Wednesday, May 9, 2007

9 April: A Drive in the Schwarzwald

Today is a holiday thanks to the long Easter weekend, so this morning we went on a long walk in the woods with Evelyne and Gerd and the dogs. We took a shortcut through the woods and Gerd spotted no less than three deer along the way – we never would have seen them without his hunter’s sharp eyes. Evelyne said that people always act very deferential to Gerd on the trails because they think he’s a forester (it’s something about his hunting hat and the way he dresses in dark green). Gerd told us that the woods around Botnang used to be full of huge old trees and were not nearly as dense as they are today, because in former times the livestock browsed in the woods for acorns. He also explained that the whole area above Botnang was piled up with rubble after World War II (not just the hill known as the Birkenkopf). He pointed out some low mounded areas as we walked along and told us that underneath the scrubby trees and grass were huge piles of rubble.
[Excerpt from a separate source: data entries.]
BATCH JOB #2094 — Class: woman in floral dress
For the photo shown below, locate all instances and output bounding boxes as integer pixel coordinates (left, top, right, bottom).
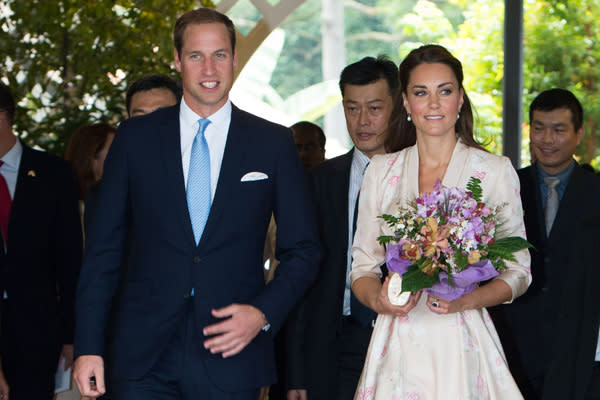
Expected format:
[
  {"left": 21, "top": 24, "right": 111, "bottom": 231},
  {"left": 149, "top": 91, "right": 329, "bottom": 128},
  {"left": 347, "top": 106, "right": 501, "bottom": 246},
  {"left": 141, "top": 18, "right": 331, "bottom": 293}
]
[{"left": 351, "top": 45, "right": 531, "bottom": 400}]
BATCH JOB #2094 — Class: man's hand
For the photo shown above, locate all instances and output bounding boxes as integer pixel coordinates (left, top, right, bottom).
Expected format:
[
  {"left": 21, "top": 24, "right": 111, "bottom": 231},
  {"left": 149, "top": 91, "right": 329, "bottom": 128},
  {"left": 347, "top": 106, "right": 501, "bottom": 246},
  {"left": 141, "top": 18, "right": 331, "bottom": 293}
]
[
  {"left": 203, "top": 304, "right": 267, "bottom": 358},
  {"left": 73, "top": 356, "right": 106, "bottom": 400},
  {"left": 56, "top": 344, "right": 73, "bottom": 371},
  {"left": 287, "top": 389, "right": 308, "bottom": 400},
  {"left": 258, "top": 386, "right": 271, "bottom": 400}
]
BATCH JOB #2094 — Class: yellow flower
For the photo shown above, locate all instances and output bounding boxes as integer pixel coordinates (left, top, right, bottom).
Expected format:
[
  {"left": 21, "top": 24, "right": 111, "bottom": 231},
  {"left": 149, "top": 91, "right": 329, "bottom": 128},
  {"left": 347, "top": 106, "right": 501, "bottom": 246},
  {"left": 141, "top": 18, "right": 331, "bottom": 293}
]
[{"left": 468, "top": 250, "right": 481, "bottom": 264}]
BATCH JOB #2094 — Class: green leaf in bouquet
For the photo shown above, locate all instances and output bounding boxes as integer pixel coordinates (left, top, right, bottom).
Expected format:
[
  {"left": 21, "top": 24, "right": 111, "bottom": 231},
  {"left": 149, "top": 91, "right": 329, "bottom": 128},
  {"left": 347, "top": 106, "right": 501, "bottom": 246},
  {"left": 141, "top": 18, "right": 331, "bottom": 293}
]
[
  {"left": 379, "top": 214, "right": 399, "bottom": 226},
  {"left": 377, "top": 235, "right": 396, "bottom": 245},
  {"left": 487, "top": 236, "right": 533, "bottom": 269},
  {"left": 402, "top": 264, "right": 440, "bottom": 292},
  {"left": 467, "top": 176, "right": 483, "bottom": 201}
]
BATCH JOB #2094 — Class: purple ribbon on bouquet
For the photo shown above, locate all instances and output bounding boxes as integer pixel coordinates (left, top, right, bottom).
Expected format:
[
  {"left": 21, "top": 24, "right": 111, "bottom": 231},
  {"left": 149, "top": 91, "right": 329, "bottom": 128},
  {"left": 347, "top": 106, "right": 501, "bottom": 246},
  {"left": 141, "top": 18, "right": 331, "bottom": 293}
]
[{"left": 385, "top": 243, "right": 498, "bottom": 301}]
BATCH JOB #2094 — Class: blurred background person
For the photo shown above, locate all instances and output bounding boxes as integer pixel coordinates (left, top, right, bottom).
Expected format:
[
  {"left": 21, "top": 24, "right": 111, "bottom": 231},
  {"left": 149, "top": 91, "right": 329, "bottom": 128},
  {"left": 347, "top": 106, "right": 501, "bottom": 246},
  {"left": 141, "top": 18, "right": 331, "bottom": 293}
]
[
  {"left": 65, "top": 122, "right": 117, "bottom": 231},
  {"left": 0, "top": 82, "right": 83, "bottom": 400},
  {"left": 125, "top": 74, "right": 182, "bottom": 118},
  {"left": 286, "top": 56, "right": 398, "bottom": 400},
  {"left": 290, "top": 121, "right": 326, "bottom": 172}
]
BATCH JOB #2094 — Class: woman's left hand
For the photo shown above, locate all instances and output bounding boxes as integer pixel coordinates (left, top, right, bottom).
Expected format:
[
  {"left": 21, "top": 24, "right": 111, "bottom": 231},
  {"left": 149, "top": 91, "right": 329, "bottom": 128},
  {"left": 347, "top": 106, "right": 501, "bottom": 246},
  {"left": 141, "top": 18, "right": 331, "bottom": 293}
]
[{"left": 427, "top": 294, "right": 464, "bottom": 314}]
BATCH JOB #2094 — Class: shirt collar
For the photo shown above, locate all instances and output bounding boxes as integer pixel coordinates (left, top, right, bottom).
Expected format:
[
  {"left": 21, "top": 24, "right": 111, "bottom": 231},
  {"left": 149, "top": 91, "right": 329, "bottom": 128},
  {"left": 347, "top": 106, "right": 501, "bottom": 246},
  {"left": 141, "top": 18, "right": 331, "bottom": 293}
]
[
  {"left": 352, "top": 147, "right": 371, "bottom": 172},
  {"left": 2, "top": 139, "right": 23, "bottom": 170},
  {"left": 180, "top": 98, "right": 231, "bottom": 130},
  {"left": 536, "top": 160, "right": 576, "bottom": 186}
]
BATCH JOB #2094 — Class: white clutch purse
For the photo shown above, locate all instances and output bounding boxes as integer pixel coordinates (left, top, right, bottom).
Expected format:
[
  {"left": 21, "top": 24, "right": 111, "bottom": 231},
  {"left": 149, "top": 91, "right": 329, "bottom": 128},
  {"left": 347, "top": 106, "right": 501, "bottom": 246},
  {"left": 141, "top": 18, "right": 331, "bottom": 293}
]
[{"left": 388, "top": 272, "right": 411, "bottom": 306}]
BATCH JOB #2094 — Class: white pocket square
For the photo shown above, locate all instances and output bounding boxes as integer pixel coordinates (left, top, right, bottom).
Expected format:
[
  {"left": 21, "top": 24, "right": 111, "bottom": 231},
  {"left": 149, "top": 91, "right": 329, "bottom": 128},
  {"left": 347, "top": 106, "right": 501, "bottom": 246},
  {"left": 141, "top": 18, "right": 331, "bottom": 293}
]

After lunch, John and I took a drive in the SLK, this time into the Black Forest. We drove down to Freudenstadt, a pleasant resort town that was painstakingly rebuilt after being flattened by the French in 1945. The town’s main square is supposedly Germany’s largest marketplace. It is lined with a pretty arcade of shops and features a unique fountain consisting of water jets set into the ground in several neat rows, which spout at random intervals and varying heights, to the amusement of many small children. Nearby is the 17th-century Protestant Stadtkirche (pictured), distinctive primarily because it is laid out in an L-shape so that men and women would be unable to see each other during services.

After a short stroll, we returned to the car and continued on our way to the Schwarzwald-Hochstraße, where we turned north. There was still some snow piled in shaded spots along the road. Despite the sunny weather, the forest looked quite grim to me – we passed a lot of ugly clearcuts and the trees didn’t look all that healthy. Traffic was also a pain – the highway was full of motorcyclists who seemed intent on passing ever car they encountered on blind turns. (John later heard that 14 motorcyclists died in Baden-Württemberg this weekend.) We passed the infamous Mummelsee, where we stopped briefly to look at the view over the forest, then continued on to Baden-Baden. We turned east and soon arrived at the little town of Gernsbach, pleasantly situated along the Murg River. I had wanted to stop here ever since our very first trip into the Black Forest. The medieval center is quite small, and after parking near the river it took us just a few minutes to explore the town. We admired the view from the bridge up towards Schloss Eberstein, a castle-hotel peeking over a low hill in the distance. We walked up a steep cobblestone street past the baroque Rathaus to the pretty, oblong Marktplatz, and from there we found a section of the 13th-century town wall topped by a crumbling half-timbered barn. We peeked inside the church before heading back to the car. The drive home, through rolling hills dotted with flowering cherry and apple trees, was quite idyllic.